If I have a TSV and a CSV containing natural written language TSV might be more performant since there are likely much more commas than tabs (I'm guessing this is your point?).

Regardless of the input data the encoding/decoding code would be equally simple (since they need to account for the same edge cases), right?

link

RadiozRadioz 746 days ago

Sorry, I probably chose my words incorrectly. I meant "work" and "time" in relation to human work to produce the parser.

With CSV, it's more likely you'll encounter data where you need to implement the escaping. With TSV, you can get away with the simple parser for much longer, as it's comparatively rare to find data that contains tabs.

link

SahAssar 746 days ago

If you propose to use a TSV parser that does not handle escaping then that sounds very unsafe to me. Do you also want to skip checking for escaped newlines? Or escaped backslashes?

What you are proposing is not using TSV, but a format that completely bans newlines or tabs in any data. There are certainly uses for such a format but to make it non-risky to use you'd need strict validation on the input to the encoder and make it very clear that it is not TSV, since it does not follow the rules of TSV encoding/decoding and will not produce the same data as a proper TSV implementation.

link

RadiozRadioz 746 days ago

We're coming at this from different angles. I completely agree with you that the proper way to read these files is using a fully standards-compliant parser. You make the distinction that a parser that can't handle tabs in the data doesn't technically parse "TSV", instead a subset of TSV-like files with limitations - sure, that makes sense.

What I'm trying to get at, is that there are situations in which implementing such a limited parser is justifiable (and for the main discussion in this thread, TSV makes this more commonly achievable than CSV).

With the luxury of time, all our parsers would handle delimiter escaping, unicode, control characters, byte order marks, etc, perfectly, and truly parse "TSV" and "CSV. Personally, I work on-call in SRE - if something is broken, we need solutions NOW. If I have a CSV of stuff, I am not going to implement a proper parser, I don't even have time to boot up a programming language with a CSV library, I am going to split by comma in the terminal of whatever box I'm logged into to get what I need. Most of the time it'll work, and to the discussion in the thread, TSV makes it more likely to work because it's less likely for the delimiter to be in the data. Less likely to need need those 5-6 extra characters of regex lookbehind.

My main point: as a consumer of these files, I prefer it when people send me TSVs rather than CSVs, because I am more likely to be able to use a simple not-really-TSV/CSV parser to read them. Sometimes the data's really messy and I need a real parser, but TSV makes this less likely.

link

galleywest200 746 days ago

It is simply easier to take basic written human text and put it into a TSV than a CSV as humans use commas far more than tabs. You can replace a TAB with spaces and keep things legible but replacing a comma in a sentence can literally change the meaning.

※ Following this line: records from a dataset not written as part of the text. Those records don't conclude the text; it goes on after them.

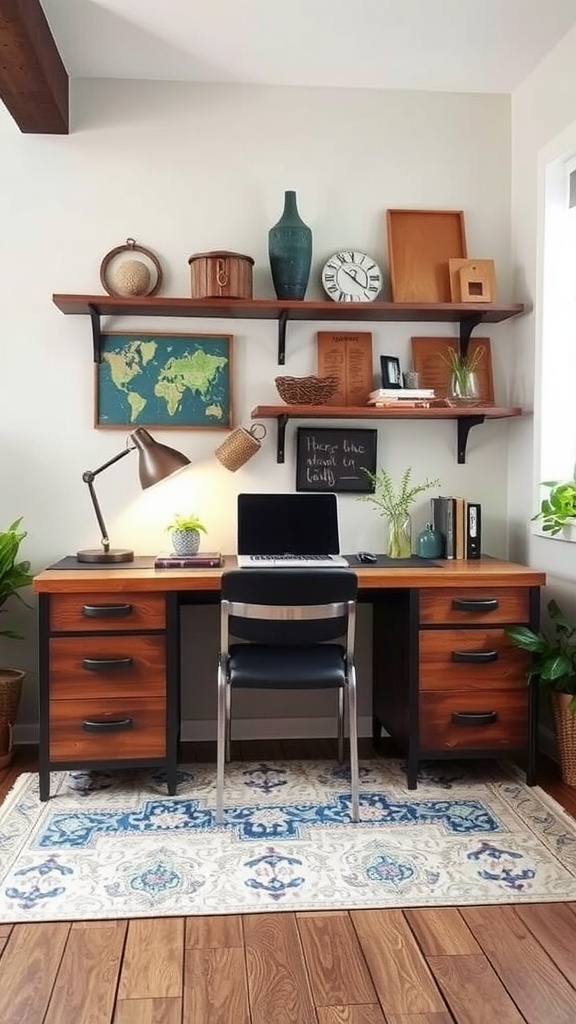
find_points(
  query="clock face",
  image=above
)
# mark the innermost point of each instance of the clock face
(352, 276)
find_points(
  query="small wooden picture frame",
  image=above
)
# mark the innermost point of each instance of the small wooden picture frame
(392, 377)
(472, 280)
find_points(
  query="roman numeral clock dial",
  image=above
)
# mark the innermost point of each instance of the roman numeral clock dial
(352, 276)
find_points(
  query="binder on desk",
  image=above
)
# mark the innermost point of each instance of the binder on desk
(474, 529)
(443, 518)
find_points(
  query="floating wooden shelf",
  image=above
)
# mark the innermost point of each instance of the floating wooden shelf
(467, 314)
(465, 418)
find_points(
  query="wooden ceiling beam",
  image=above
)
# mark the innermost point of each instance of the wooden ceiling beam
(33, 79)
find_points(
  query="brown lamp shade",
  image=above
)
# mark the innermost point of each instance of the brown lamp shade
(156, 461)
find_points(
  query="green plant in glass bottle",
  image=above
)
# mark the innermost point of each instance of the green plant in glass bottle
(395, 503)
(463, 386)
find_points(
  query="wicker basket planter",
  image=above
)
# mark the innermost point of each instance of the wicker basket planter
(565, 725)
(10, 690)
(306, 390)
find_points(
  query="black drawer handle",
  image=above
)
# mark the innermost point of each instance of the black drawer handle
(108, 724)
(475, 656)
(106, 664)
(475, 717)
(475, 603)
(107, 610)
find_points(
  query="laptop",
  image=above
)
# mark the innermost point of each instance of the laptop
(288, 530)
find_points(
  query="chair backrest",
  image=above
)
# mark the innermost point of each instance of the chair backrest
(288, 606)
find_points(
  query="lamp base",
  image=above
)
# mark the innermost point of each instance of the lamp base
(106, 557)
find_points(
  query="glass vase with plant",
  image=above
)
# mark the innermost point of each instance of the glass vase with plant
(395, 504)
(463, 387)
(559, 508)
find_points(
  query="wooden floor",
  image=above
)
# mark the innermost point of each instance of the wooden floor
(497, 965)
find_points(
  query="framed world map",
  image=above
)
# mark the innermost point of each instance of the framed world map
(152, 379)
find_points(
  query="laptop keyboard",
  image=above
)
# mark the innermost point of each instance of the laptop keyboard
(293, 561)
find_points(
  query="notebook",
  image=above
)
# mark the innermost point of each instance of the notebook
(288, 530)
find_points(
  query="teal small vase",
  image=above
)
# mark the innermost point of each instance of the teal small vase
(290, 252)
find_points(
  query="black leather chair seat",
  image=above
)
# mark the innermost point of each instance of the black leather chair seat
(312, 667)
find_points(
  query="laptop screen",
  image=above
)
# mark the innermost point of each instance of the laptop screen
(299, 524)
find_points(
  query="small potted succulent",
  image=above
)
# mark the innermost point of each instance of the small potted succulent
(184, 531)
(558, 510)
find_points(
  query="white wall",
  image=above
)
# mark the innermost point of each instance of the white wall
(543, 115)
(184, 169)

Maybe you could wrap everything in quotation marks but that is ugly.

link

SahAssar 746 days ago

It's not easier or simpler since you need the exact same checks and steps, just with a different delimiter. It doesn't matter if you need to do them less times for certain inputs since you need the same checks, the same encoding/decoding steps and so on.

Do you think you would have an easier time writing a TSV parser than a CSV one? If so, why?

And wrapping in quotes does not solve anything since now you need to both check for escaped quotes and tabs/commas. It's the same but one level deeper.

link

dafelst 746 days ago

I think what they're saying is that with some minor control over the data in your dataset, you don't need to care about escaping _in your parser_ at all. The same might be said of CSV but I would argue that in the majority of situations tabs are less semantically meaningful than commas and newlines, so it is generally fine just to strip them out.

Obviously this is not robust solution, but in cases I've seen, it works adequately. If one were to be doing it "the right way" then I agree with you wholeheartedly.

link

kjkjadksj 746 days ago

Only if you anticipate your data having commas in fields, which is somewhat rare in my experience (as in I’ve never seen it at all).

link

setopt 746 days ago

Comma is the decimal separator in many European languages. It’s also not uncommon in strings.

link

kjkjadksj 746 days ago

Pandas can handle that with a flag

link

setopt 745 days ago

Sure. Another option is semicolon-delimited files which are also in use in Europe, and Pandas handles that fine too.

I was responding to your comment that you had never seen commas in data fields in CSV files, and wanted to point out that this is a quite common issue in Europe.

(It also often wreaks havoc with Excel files btw, as Excel will then only casts strings to decimal numbers when a file is opened in some locales...)

link